Long before the birth of Gautama Buddha, sages and saints across India taught and wrote about their concepts of gods and goddesses both near and far, universal and personal. The Vedas recorded the stories and wisdom of the gurus. Hinduism spread like the tributaries of the Ganges, watering the land with fantastical faces of the divine. Even the rivers themselves, the mountains, animals and many human teachers were understood as divinities. One village or family might have their own special sanctuary for the sacred, their own chosen god. Others might not honor their neighbors’ deities. For traditional Hindus, picking a god was not optional.
In ancient Israel, even before there was an Israel, a tribal leader named Abraham and his wife Sarah had conversations with a being who told them they would be the parents of a nation that would recognize only one God.

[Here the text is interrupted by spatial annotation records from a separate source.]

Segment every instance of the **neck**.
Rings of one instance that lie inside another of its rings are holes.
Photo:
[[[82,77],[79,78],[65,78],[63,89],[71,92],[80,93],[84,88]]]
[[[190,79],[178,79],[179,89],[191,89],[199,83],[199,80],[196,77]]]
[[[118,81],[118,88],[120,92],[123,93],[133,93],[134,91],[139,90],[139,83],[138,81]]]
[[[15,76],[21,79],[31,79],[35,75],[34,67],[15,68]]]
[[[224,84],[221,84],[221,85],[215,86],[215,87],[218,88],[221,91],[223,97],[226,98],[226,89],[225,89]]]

This would have been considered atheism to traditional polytheistic tribes.
Moshe of Egypt (Moses) exchanged one monotheism for another. The Egyptian Sun god (Ra) was transformed on Mount Sinai to the god who freed slaves, the One God to be known by the Name that cannot be named: YHVH (sometimes pronounced Yahweh and translated as LORD). No doubt Moses and his desert wanderers were considered atheists by many for sauntering the wilderness with a New God.
Most of us are familiar with the Jesus story and how he got on the wrong side of religious teachers who insisted the God of Moses was the one and only. He also found himself on the wrong side of Roman beliefs, ignoring Jupiter, Juno, Venus, Mars and all the rest of the pantheon.
Romans probably looked on Jews as atheistic and Jews returned the favor. They tolerated each other, to some extent, but neither could stand for a heretic preacher who suggested he was not only sent by a god he called his “Father” but claimed he was essentially identical to the God of Israel. Far-fetched and foolish to the Romans; blasphemous to the Jews. We know how that turned out.
Then we come to Muhammad. The young caravan driver shelters in an Arabian cave where a voice tells him to “recite” (qur’an). He becomes the Prophet of the One True God—Allah. The polytheistic tribes of that region would see this as utter atheism. What about all the other gods? You can’t simply choose one of many! Yet, he did. And he felt chosen as one of many among humans.
All of these heretics were either accused or assumed to be atheists. They were anathema (to be cursed)—infidels (without faith) in the eyes of their own communities.
When Confucius was asked how to serve the gods, he replied: “If we can’t serve humans how can we serve gods?”
Were the “holy atheists” in history teaching something similar?
Chris Highland
2019
You’re confusing what is a uniquely Enlightenment concept peculiar to the West with what the rest of the world would conceive of spirituality. Atheism is not an option that many would consider outside of Western intellectuals even if they have doubts about their own religious upbringing. It’s simply not an option to think that there is no higher Power however that higher power is conceived. Those like Jesus who rebelled against the religious establishment were not accused of being “atheists,” but rather someone who had stepped outside the boundaries of orthodoxy. Jesus was so God-soaked in his conciousness that no one would have even considered a term that at the time had no currency because it was not considered an option.
Thanks for your comment. I’m not confusing the various historic strands of orthodox and heterodox views. What I’m suggesting is that those considered heretics were literally “choosing another path” which would not be considered believing in any “real” deity. Therefore, they could be considered, in this line of thought, a-theist from those orthodox perspectives. What I find confusing is the separation of religious experience from something assumed to be a superior “spirituality.”
As for non-Western atheists, maybe you aren’t aware of self-identified atheists in Bangladesh, in Africa, and elsewhere. Of course, some might identify more as “freethinkers” which is my preference.